My son has been in speech therapy for the last few months. Meeting with his therapist once a week is good, but what he does daily at home will have a much greater impact on his speech. For this reason, I have been reading books to help me help him move toward more verbalization (maybe I should say more recognizable words because he's very verbal, we just don't understand the words yet).

I've discovered an amazing book, Play to Talk, by James MacDonald and Pam Stoika. I urge anyone whose child is struggling with speech to read this book. It's excellent.

In an effort to better understand the concepts in this book myself, I'm going to be sharing them with you.
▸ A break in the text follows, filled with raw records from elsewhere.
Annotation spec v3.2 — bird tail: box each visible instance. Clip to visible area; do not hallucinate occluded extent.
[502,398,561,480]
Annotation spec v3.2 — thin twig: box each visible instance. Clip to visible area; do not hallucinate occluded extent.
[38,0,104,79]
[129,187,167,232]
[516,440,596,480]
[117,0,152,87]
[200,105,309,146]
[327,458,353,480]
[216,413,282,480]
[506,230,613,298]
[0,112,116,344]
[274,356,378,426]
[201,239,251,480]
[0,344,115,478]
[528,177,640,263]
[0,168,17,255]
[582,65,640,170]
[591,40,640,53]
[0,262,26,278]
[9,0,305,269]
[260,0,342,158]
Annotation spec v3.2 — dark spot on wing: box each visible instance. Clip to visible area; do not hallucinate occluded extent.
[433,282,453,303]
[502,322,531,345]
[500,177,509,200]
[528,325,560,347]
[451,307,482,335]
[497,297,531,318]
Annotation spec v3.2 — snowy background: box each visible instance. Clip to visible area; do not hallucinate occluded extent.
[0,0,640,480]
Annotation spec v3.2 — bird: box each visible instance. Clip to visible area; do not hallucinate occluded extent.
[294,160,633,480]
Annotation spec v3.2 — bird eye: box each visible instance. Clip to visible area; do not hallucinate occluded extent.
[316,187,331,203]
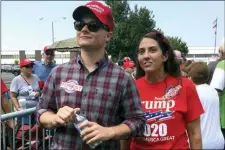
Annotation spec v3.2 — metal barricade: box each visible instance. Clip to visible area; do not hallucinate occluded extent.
[0,107,52,150]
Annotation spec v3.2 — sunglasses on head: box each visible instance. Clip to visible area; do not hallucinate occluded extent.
[74,21,109,32]
[45,52,55,56]
[24,65,33,68]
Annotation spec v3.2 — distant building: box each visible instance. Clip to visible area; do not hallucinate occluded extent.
[1,50,70,64]
[1,47,218,64]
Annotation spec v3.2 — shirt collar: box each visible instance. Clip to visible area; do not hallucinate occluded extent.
[76,54,109,69]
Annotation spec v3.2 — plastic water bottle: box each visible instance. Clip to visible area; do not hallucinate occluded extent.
[74,114,102,149]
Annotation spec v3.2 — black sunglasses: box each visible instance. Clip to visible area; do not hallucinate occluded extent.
[24,65,33,68]
[74,21,109,32]
[45,52,55,56]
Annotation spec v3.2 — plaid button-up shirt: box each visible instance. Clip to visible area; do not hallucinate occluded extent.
[36,55,145,150]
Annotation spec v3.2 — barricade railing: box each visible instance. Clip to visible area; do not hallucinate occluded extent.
[0,107,53,150]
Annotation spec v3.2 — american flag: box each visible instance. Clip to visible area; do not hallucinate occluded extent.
[213,18,217,34]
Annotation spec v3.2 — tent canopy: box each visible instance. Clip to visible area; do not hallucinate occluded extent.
[50,38,80,52]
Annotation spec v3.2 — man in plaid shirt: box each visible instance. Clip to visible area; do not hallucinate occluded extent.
[36,1,145,150]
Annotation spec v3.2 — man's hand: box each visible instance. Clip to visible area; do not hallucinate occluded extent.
[16,106,23,111]
[80,121,115,144]
[52,106,80,127]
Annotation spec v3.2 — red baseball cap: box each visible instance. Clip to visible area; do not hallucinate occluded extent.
[123,61,135,69]
[73,1,115,31]
[173,50,183,60]
[20,59,34,68]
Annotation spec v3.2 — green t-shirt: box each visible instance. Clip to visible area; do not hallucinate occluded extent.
[210,60,225,128]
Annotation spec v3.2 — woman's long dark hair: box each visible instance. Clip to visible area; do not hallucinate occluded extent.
[136,30,180,79]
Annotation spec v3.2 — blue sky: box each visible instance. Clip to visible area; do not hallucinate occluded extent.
[1,1,225,50]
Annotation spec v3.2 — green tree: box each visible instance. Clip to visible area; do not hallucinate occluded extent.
[105,0,155,62]
[167,37,188,56]
[14,60,19,65]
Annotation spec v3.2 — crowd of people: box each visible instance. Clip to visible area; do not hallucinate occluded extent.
[1,1,225,150]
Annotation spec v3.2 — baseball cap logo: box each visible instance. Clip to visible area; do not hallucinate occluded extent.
[87,4,104,13]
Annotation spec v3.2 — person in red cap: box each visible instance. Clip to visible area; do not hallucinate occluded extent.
[10,59,40,111]
[1,79,13,128]
[32,46,56,82]
[121,30,204,150]
[36,1,145,150]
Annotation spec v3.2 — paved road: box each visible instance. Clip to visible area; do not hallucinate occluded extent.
[1,72,15,88]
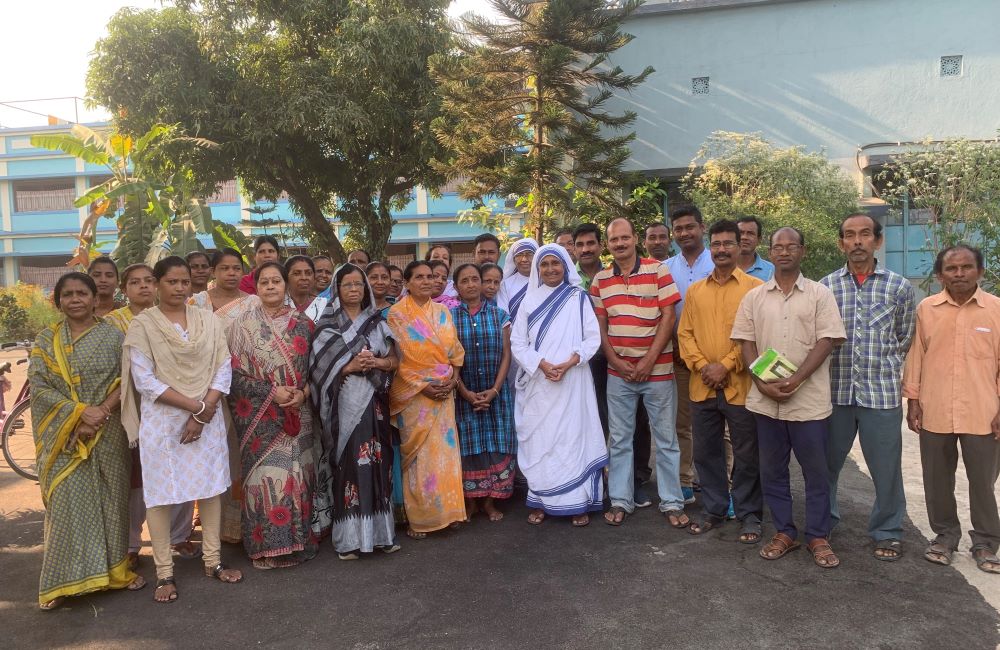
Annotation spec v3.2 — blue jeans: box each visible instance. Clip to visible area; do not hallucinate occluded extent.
[608,375,684,512]
[826,405,906,542]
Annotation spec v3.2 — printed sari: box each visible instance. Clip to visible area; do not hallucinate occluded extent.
[229,307,317,566]
[389,296,466,533]
[309,264,395,553]
[28,321,136,603]
[188,292,260,544]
As they say, the teacher learns far more than the student, so if I can explain these concepts in a coherent and cohesive way perhaps they will better cement in my mind and I will be a more beneficial teacher for my son and anyone who reads my posts will, hopefully, learn a few things as well. Of course, my posts will never substitute for reading this book.

One of the first pieces of advice is to teach your child to take turns. Conversations are about taking turns. Kids who do not have a speech and/or language delay learn this concept almost invisibly. It's amazing to me how much I took for granted with my other children. I never stopped to think about how things worked with developing speech, they just spoke. With my son, I am now discovering all of the steps necessary to begin speaking that my other kids just naturally and seamlessly took without my notice.

Some of the suggestions for taking turns:

Wait for the child to respond to what you've said or done
Don't dominate the exchange
Be patient
Give the child a clue that you expect him to respond

As a parent of a child who was expected to be delayed, I'm very anxious for him to speak (I really want to know what's going on in that little mind of his) and I need to remind myself to be patient. Sometimes, taking turns can be a long, drawn out process, but it teaches the child that conversations are about turns and give-and-take.

A technique I've used to help teach my son about taking turn is playing with a ball with him. Rolling, tossing, or throwing a ball back and forth has helped him learn how to take turns. I've also done this with a toy car, bus, or other toy. I've also taken turns with him in building with blocks. I try to look for opportunities to take turns with him, even doing it with sharing an ice cream.

I let him know that it's his turn by saying it, showing him the sign, or simply looking at him and waiting. He responds well to taking turns and he's even translated that to taking turns with toys with other kids--not every time, but most of the time he takes turns.

He also takes turns when he "talks" to me. He'll say something, usually garbled words, and then he waits for me to respond. I think this is a valuable strategy.

I'll continue to share what I'm learning in this book.